After this, I spent some hours reconfiguring my network and opening ports in my firewall to have the Steve software available from the Internet in a somewhat secure way. I got a working setup with their 'OCPP 1.6J Cloud' authentication type and the following URL of my Steve OCPP management software:
wss://steve.palanthir.nl/steve/websocket/CentralSystemService/
Although I now had a working setup, it was still using the cloud, not an option for me. With all the connections working, I could now write a script to retrieve the charging sessions from the Steve software and create an invoice in my invoicing software.
Zaptec support
On Monday afternoon I received an email from Zaptec support that OCPP was not implemented in the Netherlands yet, but they were trying to find out how to help me. It took about 4 days of emailing back and forth until I had the option to configure the direct OCPP variant of their authentication type named "OCPP 1.6J". This profile was needed to get it working.

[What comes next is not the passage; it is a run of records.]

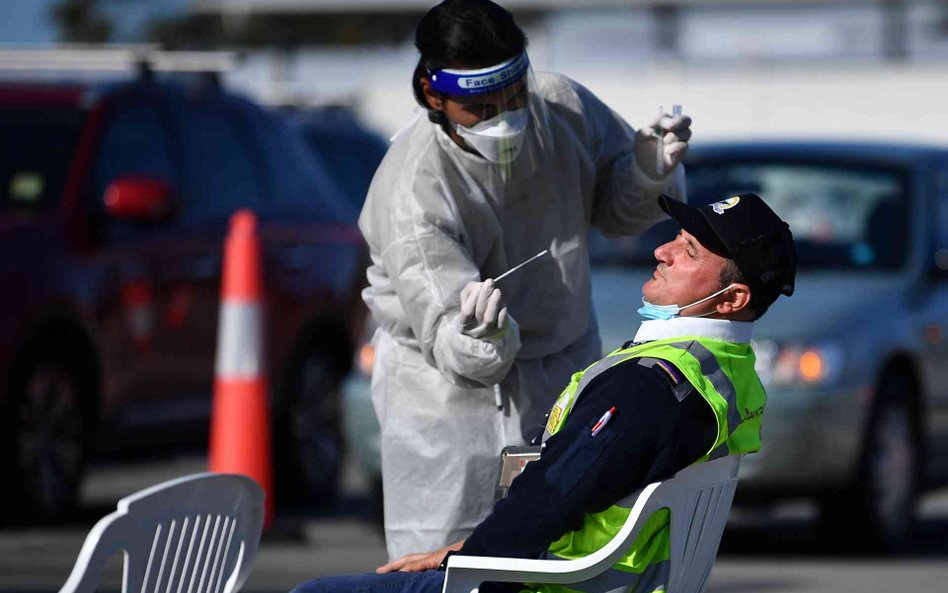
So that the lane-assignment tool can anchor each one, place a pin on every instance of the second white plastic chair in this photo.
(196, 534)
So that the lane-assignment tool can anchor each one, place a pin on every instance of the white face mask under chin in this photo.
(665, 312)
(500, 138)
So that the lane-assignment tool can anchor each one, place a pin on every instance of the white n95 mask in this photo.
(500, 138)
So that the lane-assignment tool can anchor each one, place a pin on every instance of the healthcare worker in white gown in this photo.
(503, 165)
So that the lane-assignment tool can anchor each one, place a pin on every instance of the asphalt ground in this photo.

But it didn't. Like above, I set the OCPP websocket URL to this:
wss://steve.int.palanthir.nl/steve/websocket/CentralSystemService/
I now suspected some DNS problem or whatever, so I started digging in the logs of the Steve software to find out what was going wrong. By default, Steve is configured with the INFO log level, which did not give me any clue. So I reconfigured that to the DEBUG log level, which gives a lot of debug logging. After some digging, I found out the authorization of the car charger to Steve was not working because the URL the car charger now was using to authenticate itself was
wss://steve.int.palanthir.nl/steve/websocket/CentralSystemService//<device serial number>
Notice the 2 slashed in the URL? That was the culprit. When I set the Websocket URL in the Zaptec portal to
wss://steve.int.palanthir.nl/steve/websocket/CentralSystemService
without the trailing slash character, it worked within seconds!
I tested this configuration also by disconnecting the Internet connection at home, and the car charger kept working and authenticating by using the NFC cards I authorized for charging.
Conclusion
I understand that for a manufacturer the most easy way to configure their devices is to have a cloud service available for that. This makes the firmware in the devices smaller, and their cloud software is easier to maintain and up to date. I am very grateful that manufacturers like Zaptec still exist to make their devices work without an Internet connection.
And I am even more grateful that I now have a setup that does not require a payment provider with a subscription to handle 12 invoices a year and pay for it.
The downsides:
- The Steve software does not look as modern as mobile apps or a modern web portal looks like.
- When I need to change settings in the car charger, I need to do it through the Steve software, the mobile app from Zaptec does not show my car charger anymore.
The advantages:
- No subscription needed any more. I have a monthly Python script now that takes care of the invoicing.
- If Zaptec in the future decides not to support my charger any more, it keeps working.
- Even if our home Internet connection goes down, I still can start and stop charging sessions.
- We now have a solution which is extendable for the future, for example when we will have a home battery and do even more smart charging than the Zaptec portal can provide.
Lots of thanks to the support team at Zaptec for giving me access to the correct authentication profile.